Predicting academic performance using demographic and behavioral Data

Author

Zhengling Jiang, Colombe Tolokin, Franklin Aryee, Tien Nguyen

1 Summary

This project investigates whether a student’s mathematics performance can be predicted using demographic and behavioral data, aiming to help educators support students and tailor educational strategies. Using a Ridge Regression model with optimized hyperparameters (alpha = 10.0), we achieved strong predictive accuracy with a cross-validation score of 16.67 and evaluation metrics on the test set including an MSE of 17.407, RMSE of 4.172, and MAE of 3.272. The Ridge model was particularly suitable for this task as it effectively handles multicollinearity among features while maintaining model interpretability. While the model demonstrates robust performance, future work could explore non-linear models to capture more complex relationships and provide confidence intervals for predictions, enhancing the model’s interpretability and reliability. These improvements could further support educators in making data-informed decisions to optimize student outcomes.

2 Introduction

Math teaches us to think logically and it also provides us with analytical and problem-solving skills. These skills can be applied to various academic and professional fields. However, student performance in mathematics can be influenced by many factors, like individual factor, social factor, and family factor. Research has shown that attributes such as study habits, age, social behavior (e.g., alcohol consumption) and family background can significantly impact a student’s academic success. Understanding these factors is crucial for improving educational outcomes. (Bitrus, Apagu, and Hamsatu (2016), Hjarnaa et al. (2023), Modi (2023))

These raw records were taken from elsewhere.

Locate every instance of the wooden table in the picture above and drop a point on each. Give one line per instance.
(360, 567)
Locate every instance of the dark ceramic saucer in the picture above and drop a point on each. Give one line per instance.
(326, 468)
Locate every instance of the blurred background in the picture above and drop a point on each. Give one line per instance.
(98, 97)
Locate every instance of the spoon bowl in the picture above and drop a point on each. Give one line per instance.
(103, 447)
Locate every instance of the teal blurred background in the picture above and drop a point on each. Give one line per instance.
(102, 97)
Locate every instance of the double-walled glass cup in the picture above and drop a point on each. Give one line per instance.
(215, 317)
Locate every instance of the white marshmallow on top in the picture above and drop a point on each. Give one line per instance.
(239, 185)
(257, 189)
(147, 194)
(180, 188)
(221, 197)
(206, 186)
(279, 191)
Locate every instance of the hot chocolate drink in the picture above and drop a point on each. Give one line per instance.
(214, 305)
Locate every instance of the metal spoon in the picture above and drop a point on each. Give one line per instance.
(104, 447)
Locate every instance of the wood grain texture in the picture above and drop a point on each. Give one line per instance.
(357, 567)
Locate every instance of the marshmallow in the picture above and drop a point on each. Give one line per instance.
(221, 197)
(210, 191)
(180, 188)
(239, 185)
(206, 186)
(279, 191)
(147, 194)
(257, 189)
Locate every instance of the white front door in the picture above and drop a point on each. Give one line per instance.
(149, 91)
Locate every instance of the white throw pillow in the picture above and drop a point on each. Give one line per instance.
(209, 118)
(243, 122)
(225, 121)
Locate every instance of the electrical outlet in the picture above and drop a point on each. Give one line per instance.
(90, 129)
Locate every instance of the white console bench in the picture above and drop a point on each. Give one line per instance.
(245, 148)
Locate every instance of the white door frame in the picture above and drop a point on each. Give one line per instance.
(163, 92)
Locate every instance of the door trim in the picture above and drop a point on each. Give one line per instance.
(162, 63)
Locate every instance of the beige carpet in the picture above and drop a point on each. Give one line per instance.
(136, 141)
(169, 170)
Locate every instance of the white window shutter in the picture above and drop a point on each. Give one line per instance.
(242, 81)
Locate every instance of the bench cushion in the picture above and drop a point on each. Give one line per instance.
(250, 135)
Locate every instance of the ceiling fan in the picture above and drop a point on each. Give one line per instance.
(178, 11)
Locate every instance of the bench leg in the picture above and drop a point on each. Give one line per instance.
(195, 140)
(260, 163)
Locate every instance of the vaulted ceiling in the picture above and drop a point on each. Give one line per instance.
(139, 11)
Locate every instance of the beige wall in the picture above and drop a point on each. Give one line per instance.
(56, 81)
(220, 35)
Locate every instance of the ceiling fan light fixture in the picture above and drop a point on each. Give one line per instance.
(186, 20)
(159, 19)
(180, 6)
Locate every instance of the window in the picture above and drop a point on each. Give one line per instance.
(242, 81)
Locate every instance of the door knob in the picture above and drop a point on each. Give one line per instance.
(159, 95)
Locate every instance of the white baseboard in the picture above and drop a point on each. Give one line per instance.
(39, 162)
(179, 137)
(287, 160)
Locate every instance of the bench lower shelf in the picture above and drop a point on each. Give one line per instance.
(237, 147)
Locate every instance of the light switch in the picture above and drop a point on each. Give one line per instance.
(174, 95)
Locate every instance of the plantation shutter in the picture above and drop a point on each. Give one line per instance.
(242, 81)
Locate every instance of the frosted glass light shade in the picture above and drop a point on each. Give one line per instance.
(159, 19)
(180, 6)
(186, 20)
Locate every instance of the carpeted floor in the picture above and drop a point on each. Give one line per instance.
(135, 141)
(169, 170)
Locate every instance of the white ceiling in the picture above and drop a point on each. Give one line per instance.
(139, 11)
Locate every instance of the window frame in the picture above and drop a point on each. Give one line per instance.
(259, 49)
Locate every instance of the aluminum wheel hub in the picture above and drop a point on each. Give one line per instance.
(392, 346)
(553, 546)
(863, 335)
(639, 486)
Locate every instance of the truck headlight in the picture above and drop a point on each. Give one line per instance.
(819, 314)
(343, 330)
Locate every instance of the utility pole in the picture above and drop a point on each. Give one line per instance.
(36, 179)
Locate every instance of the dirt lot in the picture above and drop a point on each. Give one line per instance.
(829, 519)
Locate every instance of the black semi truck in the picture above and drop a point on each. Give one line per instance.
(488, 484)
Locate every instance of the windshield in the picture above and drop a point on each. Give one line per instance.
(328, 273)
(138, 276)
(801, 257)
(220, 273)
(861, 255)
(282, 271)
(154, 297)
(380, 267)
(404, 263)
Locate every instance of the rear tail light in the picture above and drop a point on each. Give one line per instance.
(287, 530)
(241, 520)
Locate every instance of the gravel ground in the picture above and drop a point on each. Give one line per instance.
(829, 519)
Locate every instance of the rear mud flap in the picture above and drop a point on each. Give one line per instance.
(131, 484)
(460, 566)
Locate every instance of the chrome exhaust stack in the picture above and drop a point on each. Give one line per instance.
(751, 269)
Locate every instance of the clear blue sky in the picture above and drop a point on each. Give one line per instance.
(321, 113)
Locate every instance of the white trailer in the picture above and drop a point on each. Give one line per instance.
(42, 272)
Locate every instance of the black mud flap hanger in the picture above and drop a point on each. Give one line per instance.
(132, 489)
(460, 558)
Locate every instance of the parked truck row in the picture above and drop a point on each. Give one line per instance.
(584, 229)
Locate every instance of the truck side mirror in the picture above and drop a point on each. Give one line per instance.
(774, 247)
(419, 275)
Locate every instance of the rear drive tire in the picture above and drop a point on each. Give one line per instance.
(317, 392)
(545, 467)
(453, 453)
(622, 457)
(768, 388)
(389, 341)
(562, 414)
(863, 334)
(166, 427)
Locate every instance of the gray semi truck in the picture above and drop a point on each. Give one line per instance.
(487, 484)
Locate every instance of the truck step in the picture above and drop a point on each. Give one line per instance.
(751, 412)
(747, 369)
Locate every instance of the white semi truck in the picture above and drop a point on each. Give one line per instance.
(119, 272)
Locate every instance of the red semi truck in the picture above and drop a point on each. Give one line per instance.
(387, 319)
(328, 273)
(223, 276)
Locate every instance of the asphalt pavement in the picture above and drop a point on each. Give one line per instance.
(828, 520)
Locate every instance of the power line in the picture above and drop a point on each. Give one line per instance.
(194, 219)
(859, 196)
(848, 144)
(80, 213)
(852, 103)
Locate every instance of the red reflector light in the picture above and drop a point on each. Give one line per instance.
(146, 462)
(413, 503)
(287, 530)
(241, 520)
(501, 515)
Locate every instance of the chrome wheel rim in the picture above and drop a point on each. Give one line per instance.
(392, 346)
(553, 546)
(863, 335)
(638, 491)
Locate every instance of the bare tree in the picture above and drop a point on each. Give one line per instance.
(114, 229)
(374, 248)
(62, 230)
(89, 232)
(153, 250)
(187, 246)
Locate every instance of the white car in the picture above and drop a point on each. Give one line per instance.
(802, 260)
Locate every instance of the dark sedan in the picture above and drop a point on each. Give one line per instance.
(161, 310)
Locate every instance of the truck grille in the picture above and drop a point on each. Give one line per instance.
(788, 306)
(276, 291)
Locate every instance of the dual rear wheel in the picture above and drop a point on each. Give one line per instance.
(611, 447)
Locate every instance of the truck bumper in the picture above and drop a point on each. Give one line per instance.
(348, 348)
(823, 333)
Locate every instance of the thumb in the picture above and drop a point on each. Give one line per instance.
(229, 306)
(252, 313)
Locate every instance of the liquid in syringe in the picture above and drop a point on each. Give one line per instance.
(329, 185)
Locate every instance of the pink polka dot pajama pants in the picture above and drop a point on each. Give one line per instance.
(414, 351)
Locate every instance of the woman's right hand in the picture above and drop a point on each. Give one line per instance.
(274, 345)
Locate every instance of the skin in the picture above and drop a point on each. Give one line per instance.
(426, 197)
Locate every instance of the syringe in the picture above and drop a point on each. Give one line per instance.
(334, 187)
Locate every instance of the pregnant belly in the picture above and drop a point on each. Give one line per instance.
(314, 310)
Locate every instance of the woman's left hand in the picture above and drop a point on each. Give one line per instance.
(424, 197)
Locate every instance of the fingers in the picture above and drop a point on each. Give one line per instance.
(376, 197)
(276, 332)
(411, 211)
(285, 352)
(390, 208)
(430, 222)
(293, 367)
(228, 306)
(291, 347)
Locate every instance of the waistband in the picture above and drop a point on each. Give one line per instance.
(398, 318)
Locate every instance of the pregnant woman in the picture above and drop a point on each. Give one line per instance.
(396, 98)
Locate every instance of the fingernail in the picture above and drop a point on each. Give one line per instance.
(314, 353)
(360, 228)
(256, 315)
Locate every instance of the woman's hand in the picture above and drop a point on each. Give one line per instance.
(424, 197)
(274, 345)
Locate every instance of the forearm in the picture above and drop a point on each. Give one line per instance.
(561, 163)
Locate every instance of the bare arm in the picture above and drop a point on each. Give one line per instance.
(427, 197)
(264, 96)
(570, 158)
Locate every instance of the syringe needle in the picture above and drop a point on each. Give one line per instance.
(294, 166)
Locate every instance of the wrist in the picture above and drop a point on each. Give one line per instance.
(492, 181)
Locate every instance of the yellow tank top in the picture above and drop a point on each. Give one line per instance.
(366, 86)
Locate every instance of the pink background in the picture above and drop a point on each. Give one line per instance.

In this study, we aim to address this question: “Can we predict a student’s math academic performance based on the demographic and behavioral data?”. Answering this question is important because understanding the factors influencing student performance can help teachers support struggling students. Furthermore, the ability to predict academic performance could assist schools in developing educational strategies based on different backgrounds of students. The goal of this study is to develop a machine learning model capable of predicting student’s math performance with high accuracy.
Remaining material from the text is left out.